The jump from $0 to 10% had the same enrollment effects as the total sum of jumps from $10 to $200.
It is all about the behavioral frictions being introduced.
Your point that FREE is not $0 as a concept makes a lot of intuitive sense. Not sure how to test it though.
Roger Moore
@JWR:
Covered California is California’s name for its implementation of Obamacare, just as MediCal is our implementation of Medicaid. LA Care is an LA County program that started as a publicly run Medicaid/MediCal program and then expanded to include coverage under PPACA when it went live.
ETA: IOW, LA Care is basically a local implementation of the public option, so it’s an interesting test of the concept. It seems to have attracted a lot of people, but it hasn’t pushed the conventional insurance companies out of the market.
Anonymous At Work
@David Anderson: It’s a weird question but I witnessed people who bill at $100+/hour endure extra traffic to avoid a $5 toll. Driving on a “free” road was a right; saving time (and netting more money) on a toll road was a cost.

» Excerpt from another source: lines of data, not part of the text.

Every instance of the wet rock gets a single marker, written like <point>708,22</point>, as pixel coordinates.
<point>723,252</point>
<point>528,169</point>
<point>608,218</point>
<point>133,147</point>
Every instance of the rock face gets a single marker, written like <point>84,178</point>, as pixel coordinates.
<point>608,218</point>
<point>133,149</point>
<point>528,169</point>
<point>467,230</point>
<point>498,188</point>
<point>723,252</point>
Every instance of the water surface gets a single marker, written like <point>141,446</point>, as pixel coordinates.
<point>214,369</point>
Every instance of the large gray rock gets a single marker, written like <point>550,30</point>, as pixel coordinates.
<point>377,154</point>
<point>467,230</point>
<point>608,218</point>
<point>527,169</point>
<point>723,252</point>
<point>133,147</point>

You’re right that it would be hard to test because it involves getting behind or around cognitive recognition of “they’re asking me about money decisions”.
The only way, in your area, I could imagine the testing is automatic enrollment for those who qualify for a $0 premium plan versus manual enrollment in the plan, and then test satisfaction, drop-outs, etc. when the groups cross-over. Just not sure how to test it ETHICALLY.
MattF
Have you seen this WaPo map of US FICO scores by county? (Gift link) Turns out that the lower credit ratings in the South are due to medical debt (article says).
David Anderson
@Anonymous At Work: Oh, the mirror of that was already done by McIntyre et al….
https://www.nber.org/system/files/working_papers/w28630/w28630.pdf
Major Major Major Major
Interesting result, excited to read about it. Can you let me know when this is available?
JWR
@David Anderson: Thanks for that, but I think what I’m asking is whether those two programs, Covered L.A. and CA, were born of the ACAs Medicaid expansion.
JWR
@Roger Moore: Aha! I thought so! Thanks very much!
ETA I have a quite rightwing brother and he will be so mad. ;)
Major Major Major Major
@Roger Moore: is that like Healthy SF then?
glc
Interesting concept but I’m guessing misprint.